“A Rigged Democracy Produces A Rigged Economy”: Citizens United, Democracy For Sale
When the Supreme Court struck down the core of our country’s campaign finance laws in 2010, in the landmark Citizens United case, most of America didn’t take notice. After all, politicians already looked too cozy with the wealthy donors who bankrolled their elections. How much worse could it get?
Plenty. Even as super PAC spending was set to break the $100 million mark before Memorial Day, it was easy to consider corruption less pressing than issues like finding a job. But this election cycle is showing us how a rigged democracy produces a rigged economy — and how the ironically named Citizens United decision now stacks the deck against the 99 percent of Americans still working too hard to make ends meet.
How have things gone from bad to worse?
First, these “independent expenditures” are proving to be anything but independent. Restore Our Future is known openly as former Gov. Mitt Romney’s PAC, and he’s its chief fundraising draw. The PAC is staffed by former Romney aides, and its treasurer is Romney’s former general counsel from 2008. Oil billionaire Harold Hamm gave $985,000 to the “independent” PAC one month after Romney named him as chairman of his Energy Policy Advisory Group.
Second, their size is exploding. Romney’s super PAC alone spent $46 million before Memorial Day — more than all the outside groups combined in the past election cycle. This allowed Romney to outspend Rick Santorum’s grass-roots campaign by 400 percent during the pivotal Ohio primary — which Romney won by just 1 point.
Third, people writing million-dollar checks are not neutral observers without a financial stake in the policy debates of the day. As of mid-May, 15 organizations backed by these individuals had contributed more than $1 million each to Romney through his super PAC. Of those donors, 10 are hedge fund managers or investment holding companies that stand to profit handsomely from tax loopholes and financial deregulation that they are now actively promoting to Romney. This is about a return on investment. Small donors can’t afford to play at this table.

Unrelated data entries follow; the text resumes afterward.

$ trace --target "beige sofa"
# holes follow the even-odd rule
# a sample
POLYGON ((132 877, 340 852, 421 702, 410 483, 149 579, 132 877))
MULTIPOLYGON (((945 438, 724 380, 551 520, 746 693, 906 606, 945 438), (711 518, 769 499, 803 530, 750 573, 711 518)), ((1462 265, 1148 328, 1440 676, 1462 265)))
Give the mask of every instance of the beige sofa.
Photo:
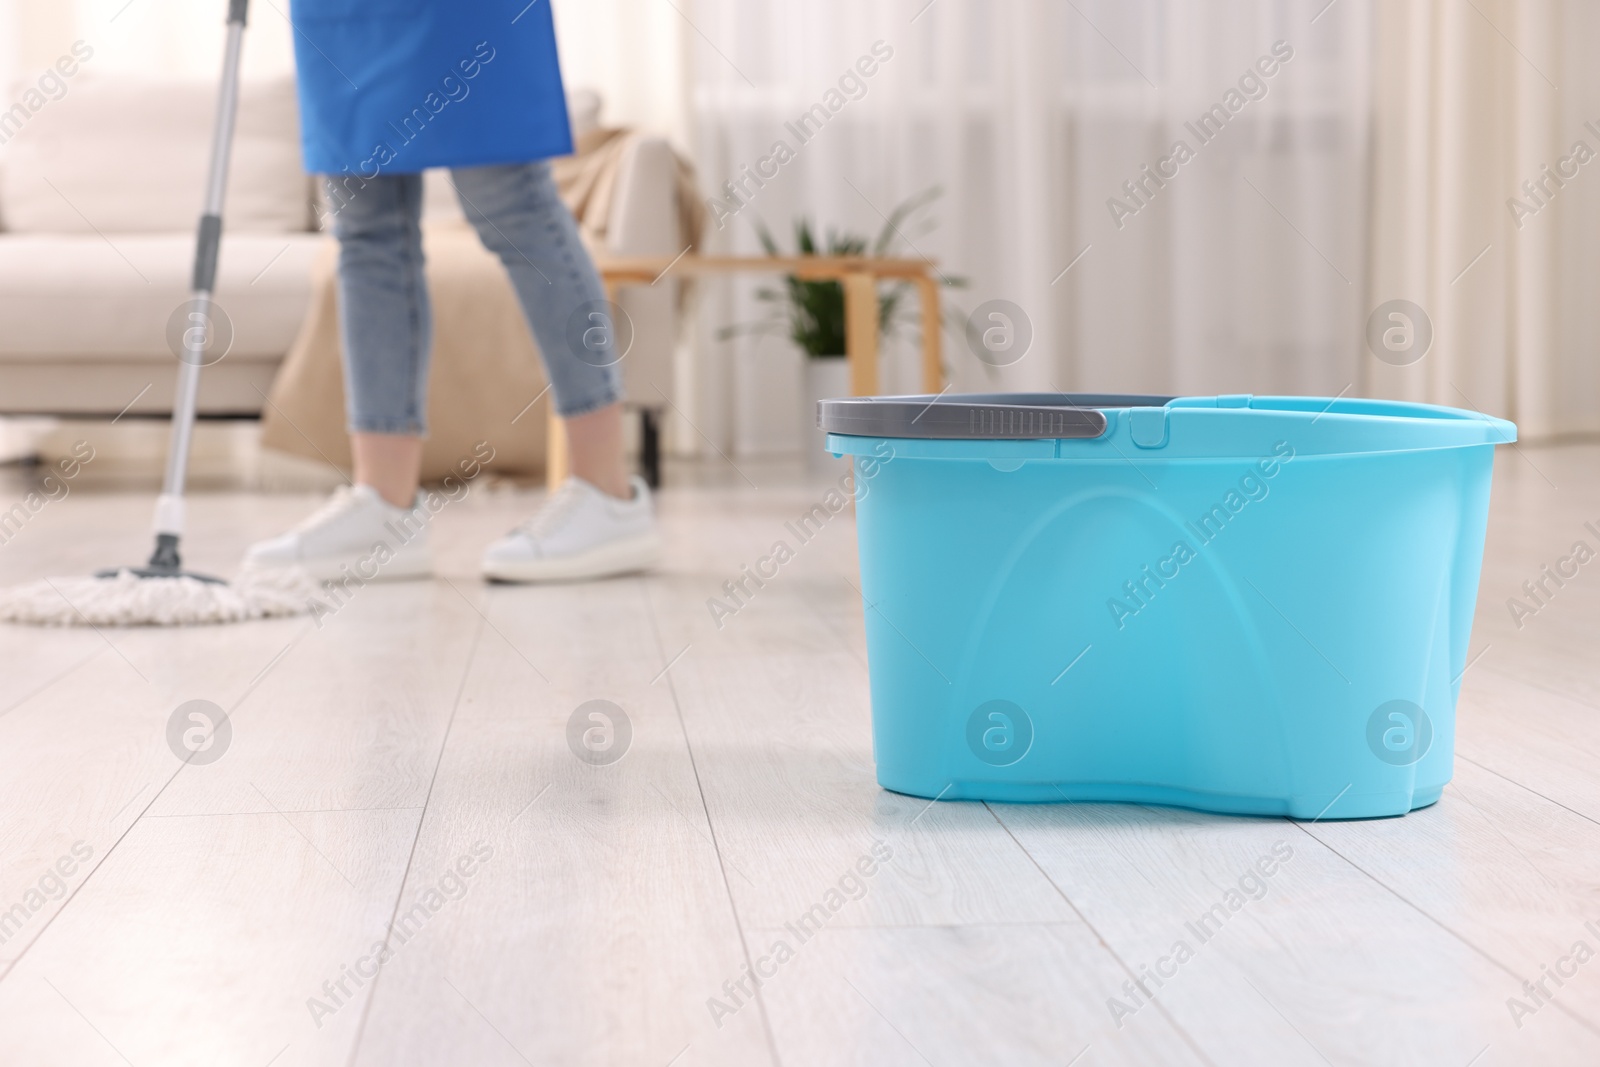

Restore Our Future then funnels these mega-donations into campaign ads with populist themes about job creation. But the real agenda is a disaster for middle-class and working-class Americans.
Consider the “carried interest tax loophole,” a special deal that exempts the fund managers who bankrolled the ad from paying the 35 percent income tax on the bulk of their compensation. Romney’s top donors instead pay a much lower 15 percent, and leave the middle class to pick up the $10 billion tab. A hedge fund manager with $100 million in gains could save as much as $25 million in taxes — not a bad return on the investment in Romney’s candidacy.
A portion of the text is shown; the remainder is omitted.